07 août 2015

Phases

Dessin de Trisha Brown

Si « toréer » est un art, cet art-là est des plus singuliers. Il n’en résulte aucun objet comme la peinture, la photo ou la sculpture, ni une  trace qui aide à la reproduction, comme une partition musicale ou les symboles chorégraphiques, ni un support à l’actualisation de l’œuvre, comme le film ou le livre. Certes, il existe des musiques non écrites, des danses non chorégraphiées, des œuvres graphiques non fixées sur un support… mais rien n’empêcherait qu’elles le soient, à priori ou à postériori. Mais si le toreo s’apparente à ces arts de l’improvisation, de l’éphémère, il a sa particularité qui l’éloigne de ces arts de l’instant.



Le toreo est un processus. Un processus vers une idée, une notion, une image conçue et non décrite, informelle et interne, probablement collective. Une modification, une transformation ou transmutation. Une pédagogie. 20 minutes pour changer une bête innocente et violente en une créature coupable et soumise. 10 minutes pour conquérir le droit de la mettre à mort. Ce processus se fragmente en séquences indépendantes et interactives, où le geste technique rendu efficient par son esthétique et esthétique par son efficience, acquiert, par la volonté du torero,  une charge émotive d’ordre artistique et indirectement éthique.

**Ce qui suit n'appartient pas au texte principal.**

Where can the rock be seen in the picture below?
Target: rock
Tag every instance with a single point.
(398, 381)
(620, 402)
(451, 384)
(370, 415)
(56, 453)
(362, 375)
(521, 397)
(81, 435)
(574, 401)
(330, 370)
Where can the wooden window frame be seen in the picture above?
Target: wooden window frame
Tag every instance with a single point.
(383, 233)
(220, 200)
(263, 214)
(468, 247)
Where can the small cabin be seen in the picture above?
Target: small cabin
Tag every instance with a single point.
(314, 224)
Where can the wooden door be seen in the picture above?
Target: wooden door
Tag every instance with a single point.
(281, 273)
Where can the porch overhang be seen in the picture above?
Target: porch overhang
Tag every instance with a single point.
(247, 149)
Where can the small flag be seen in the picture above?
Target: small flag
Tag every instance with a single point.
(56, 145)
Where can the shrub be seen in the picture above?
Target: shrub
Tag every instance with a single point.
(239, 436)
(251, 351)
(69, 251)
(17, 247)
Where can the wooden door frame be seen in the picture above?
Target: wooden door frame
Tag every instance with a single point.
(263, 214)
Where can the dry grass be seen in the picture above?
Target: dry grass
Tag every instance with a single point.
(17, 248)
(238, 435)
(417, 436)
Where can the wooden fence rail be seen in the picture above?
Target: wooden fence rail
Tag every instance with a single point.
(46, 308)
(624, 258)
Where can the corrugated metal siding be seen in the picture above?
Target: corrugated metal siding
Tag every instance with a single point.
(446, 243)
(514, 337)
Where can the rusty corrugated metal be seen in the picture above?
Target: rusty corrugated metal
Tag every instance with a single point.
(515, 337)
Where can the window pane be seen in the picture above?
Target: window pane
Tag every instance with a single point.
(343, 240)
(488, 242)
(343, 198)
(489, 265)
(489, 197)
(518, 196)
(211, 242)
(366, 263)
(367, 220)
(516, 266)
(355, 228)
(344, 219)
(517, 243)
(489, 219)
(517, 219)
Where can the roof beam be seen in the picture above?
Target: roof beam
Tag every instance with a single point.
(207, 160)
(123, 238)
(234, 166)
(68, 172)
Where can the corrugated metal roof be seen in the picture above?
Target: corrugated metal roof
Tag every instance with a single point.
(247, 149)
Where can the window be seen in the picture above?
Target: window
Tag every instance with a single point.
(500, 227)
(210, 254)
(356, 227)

                                            Anne Teresa de Keersmaeker -Fase-

Ce processus, par définition, est constitué d’un enchaînement d’actions-conséquences dont la pertinence et la qualité sont systématiquement remises en cause par l’action et les séquences suivantes. C’est un phénomène à jugement rétroactif. Une passe est bonne si la passe suivante est bonne ou peut être bonne. Il en est de même pour les séries de passes. Il en est de même pour l’enchaînement des tercios.


                 Alfred Eisenstaedt - Enfants au spectacle de marionnettes - Paris 1963 

Le toreo est un art dans le futur. Non de la chose faite, non de la chose en train de se faire, mais de la chose qui va se faire. Il est un art de l’angoisse. Bien sûr de l’angoisse de l’accident, (mais cela ne lui est pas propre) mais surtout de l’angoisse des choix, l’angoisse de leurs conséquences, de la bonne réalisation du geste suivant, de la solitude en face de deux sources d’exigences : le toro et le public. « Comment va-t-il réagir ? Comment vont-ils réagir ? ». L’art du « pourvu que.. », tant pour le torero que pour le spectateur, pendant le déroulement de la corrida, mais aussi pendant toute une vie d’aficionado ou de torero. Prier.



On comprend donc l’addiction des taurins pour la fixité des images, des photos, des objets, des reliques, des souvenirs. Art rétrospectif et prospectif à la fois, le toreo est sans cesse en décalage avec le moment présent


William Eggleston

Il est aussi un art du regret, par voie de conséquence.
La tranquillité n’est décidément pas un état d’âme de taurin.